Perspective on Dan’s Camera City
By Kevin Harayda, Co-Owner
Dan Poresky founded Dan’s Camera City in 1977, and we are celebrating our 34th year. The business began as a used camera case inside a hobby store. In 1977 Dan moved to Highland Avenue in Allentown, Pennsylvania, and in 1993 we moved to our current 15,000-square-foot building at 1439 W. Fairmont Street.

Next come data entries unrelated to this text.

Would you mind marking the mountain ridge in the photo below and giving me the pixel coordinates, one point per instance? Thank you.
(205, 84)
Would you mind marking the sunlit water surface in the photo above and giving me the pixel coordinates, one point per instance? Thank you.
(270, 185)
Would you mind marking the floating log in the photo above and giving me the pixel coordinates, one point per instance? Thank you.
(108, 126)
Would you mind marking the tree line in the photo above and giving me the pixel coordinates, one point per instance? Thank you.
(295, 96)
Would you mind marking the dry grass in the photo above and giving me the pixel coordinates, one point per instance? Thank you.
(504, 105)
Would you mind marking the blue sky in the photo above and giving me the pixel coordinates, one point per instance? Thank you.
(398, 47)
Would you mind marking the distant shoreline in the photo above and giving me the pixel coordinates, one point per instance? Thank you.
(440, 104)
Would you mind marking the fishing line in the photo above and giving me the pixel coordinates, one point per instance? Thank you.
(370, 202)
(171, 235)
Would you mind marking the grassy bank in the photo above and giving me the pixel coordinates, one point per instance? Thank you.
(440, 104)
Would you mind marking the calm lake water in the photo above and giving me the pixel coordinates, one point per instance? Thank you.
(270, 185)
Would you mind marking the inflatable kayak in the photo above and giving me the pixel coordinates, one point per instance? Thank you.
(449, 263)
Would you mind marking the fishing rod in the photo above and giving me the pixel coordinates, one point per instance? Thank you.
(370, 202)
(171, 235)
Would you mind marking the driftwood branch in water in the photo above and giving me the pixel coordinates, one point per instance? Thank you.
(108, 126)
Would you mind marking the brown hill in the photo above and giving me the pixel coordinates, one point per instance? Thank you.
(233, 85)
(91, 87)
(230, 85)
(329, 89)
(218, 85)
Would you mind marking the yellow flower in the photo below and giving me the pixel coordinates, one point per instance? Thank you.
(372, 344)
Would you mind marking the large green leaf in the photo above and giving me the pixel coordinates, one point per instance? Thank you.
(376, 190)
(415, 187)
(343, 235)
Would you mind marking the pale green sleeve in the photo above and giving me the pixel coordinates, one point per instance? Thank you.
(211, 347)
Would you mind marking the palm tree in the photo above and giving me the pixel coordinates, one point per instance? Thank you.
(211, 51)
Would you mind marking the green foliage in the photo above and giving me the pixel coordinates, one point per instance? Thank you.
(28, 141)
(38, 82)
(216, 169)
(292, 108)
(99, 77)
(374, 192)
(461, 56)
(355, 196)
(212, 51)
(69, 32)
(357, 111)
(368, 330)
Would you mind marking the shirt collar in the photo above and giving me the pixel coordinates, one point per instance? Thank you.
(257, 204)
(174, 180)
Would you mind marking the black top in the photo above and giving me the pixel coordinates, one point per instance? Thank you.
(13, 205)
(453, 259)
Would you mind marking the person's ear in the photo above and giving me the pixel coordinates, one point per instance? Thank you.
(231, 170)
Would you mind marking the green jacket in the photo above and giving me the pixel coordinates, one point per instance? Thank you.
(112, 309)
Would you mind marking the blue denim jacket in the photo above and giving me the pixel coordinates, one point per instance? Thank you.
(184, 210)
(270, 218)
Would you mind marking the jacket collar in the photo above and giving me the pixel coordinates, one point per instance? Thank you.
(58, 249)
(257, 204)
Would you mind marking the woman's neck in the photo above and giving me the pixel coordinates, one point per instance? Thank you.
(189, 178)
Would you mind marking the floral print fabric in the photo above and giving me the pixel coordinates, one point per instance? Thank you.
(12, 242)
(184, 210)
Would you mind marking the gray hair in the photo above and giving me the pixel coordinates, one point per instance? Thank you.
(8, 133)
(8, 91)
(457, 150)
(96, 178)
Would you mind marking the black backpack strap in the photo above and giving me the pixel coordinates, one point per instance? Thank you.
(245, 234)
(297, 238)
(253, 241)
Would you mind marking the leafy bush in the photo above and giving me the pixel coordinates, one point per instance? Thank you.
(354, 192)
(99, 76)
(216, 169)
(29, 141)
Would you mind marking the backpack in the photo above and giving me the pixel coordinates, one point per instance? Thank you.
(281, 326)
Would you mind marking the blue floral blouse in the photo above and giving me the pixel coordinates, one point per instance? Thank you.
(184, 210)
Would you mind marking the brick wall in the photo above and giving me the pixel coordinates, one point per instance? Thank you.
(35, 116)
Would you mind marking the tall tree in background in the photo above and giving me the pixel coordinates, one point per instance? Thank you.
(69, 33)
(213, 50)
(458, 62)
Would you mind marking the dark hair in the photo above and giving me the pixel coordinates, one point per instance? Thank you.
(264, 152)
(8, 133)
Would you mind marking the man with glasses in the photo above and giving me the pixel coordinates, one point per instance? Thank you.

In 2003, Dan retired and Mike Woodland and I were able to purchase the business from him. The staff did not change. There were no pay cuts; there was no loss of seniority. It was simply a change of ownership. This seamless transition and commitment to the founder’s values allowed us to continue on the strong path Dan had created (we twice received annual honors by industry magazines—validating the fact we were able to take what Dan had started and move forward while fully embracing the digital age).
Traditional print processing continues to shrink; 4×6 digital prints are down, but our imaging dollars remain strong because we have found and developed new sources and ways to keep our on-site lab involved and busy.
We have added canvas prints, carbon-on-cotton printing, novelties, school photos and printing, our innovative PhotoBooths and a branded app for mobile devices that gives on-the-go customers exciting new printout options. In short, we’re offering a whole new range of products and services that 10 or even five years ago were not part of our culture. We continue to aggressively look for new avenues and sources to keep the revenue streams flowing in our imaging department.
Having a strongly trained staff with a commitment to the customer and to their work continues to remain a cornerstone of our business. We are all team players; we believe that 2011 will be better overall than 2010, and we’re very excited about the opportunities that are presenting themselves to us.
To survive and prosper we will not be able to continue to do what we did 10 years ago or even five, but we are proactive and optimistic about where we are headed and believe there is a large market share of consumers who want a relationship with a photo specialty store. As the difference between price and service widens, we believe that service will continue to be a winning formula for our future. We look forward to tomorrow.